Re: Dealing with M_HASFCS for protocols that do not do ethernet crc

To: Chris <sekiya%netbsd.org@localhost>
Subject: Re: Dealing with M_HASFCS for protocols that do not do ethernet crc
From: Robert Elz <kre%munnari.OZ.AU@localhost>
Date: Wed, 10 Aug 2022 16:47:59 +0700

    Date:        Wed, 10 Aug 2022 08:48:02 +0900
    From:        Chris <sekiya%netbsd.org@localhost>
    Message-ID:  <20220809234802.blogguklszwytk4m@reliant>

First, it is good that the real problem is now understood and fixed.

  | "Inside AppleTalk" lists the AppleTalk-Ethernet AARP packet format on page
  | 3-12.
  | It *does* show the data-link header and 802.2 header at the beginning of the
  | packet, but does not show FCS at the end.  The final four bytes are,
  | instead, four bytes of destination address.

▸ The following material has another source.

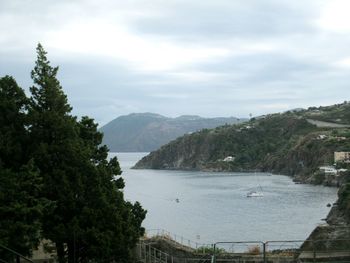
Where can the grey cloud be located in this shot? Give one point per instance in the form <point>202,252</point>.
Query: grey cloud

That's because the FCS is not properly considered a part of the packet
(at the link layer interface).

It is not created by the sender when sending packets (weird super switch
exceptions apply) and is often (and in the past, essentially always) removed
by the receiving hardware when packets are received.   When using 802.3
format (with a length field, rather than a packet type) the length does not
include the FCS.   On the other hand, the rest of the frame (the header,
with the address, etc) is part of the frame, and is built, and consumed,
by host software, rather than the hardware.

  | Martin,  would this pass muster for a pullup to the 9.x branch?

I'm not Martin, and he has already replied, though I'm not sure that his
reply explicitly addressed that question (it says "Yes" but follows that
with more words that confuse things just slightly).

(I have nothing to do with RelEng so this isn't my call) but yes,
that is exactly the kind of thing that should be pulled up (to -8 as well
assuming that the driver exists there, and has the same issue).   This is
(was) a simple driver bug (caused by unfortunately typically lousy hardware
doc), and is the very thing that pullups are designed to handle.

One more thing, to go back to one of your earlier messages, still slightly
relevant because of a comment Martin made in his reply:

martin%duskware.de@localhost said:
  |  - a driver does not have to care about ethernet packet types (unless
  |    there are driver or hardware bugs, see above) 

Earlier, when justifying the earlier change methodology (which if it had
been the right thing to do, would have been fine incidentally) you said:

sekiya%netbsd.org@localhost said:
  | Existing examples of mucking about with the packet data were:
  | * in ixp425_if_npe.c (in npe_rxdone(), line 1050, which indicated that
  |   it was okay to modify the packets in-driver

Yes, it is, the driver has the option of stripping the FCS (if the
hardware has left it there) or of setting M_HASFCS instead.   Either
way works.

  |   {and is done unilaterally, which further
  |   indicates that this driver also doesn't work with AppleTalk}),

It doesn't mean that, but that doesn't matter now.

The more relevant example, related to Martin's comment, is this one:

  | * in dev/ic/gem.c, gem_rint(), around line 2794, where the gem driver mucks
  |   about with the checksum based on ETHERTYPE_*, which indicates that drivers
  |   are allowed to modify packets based on packet type. 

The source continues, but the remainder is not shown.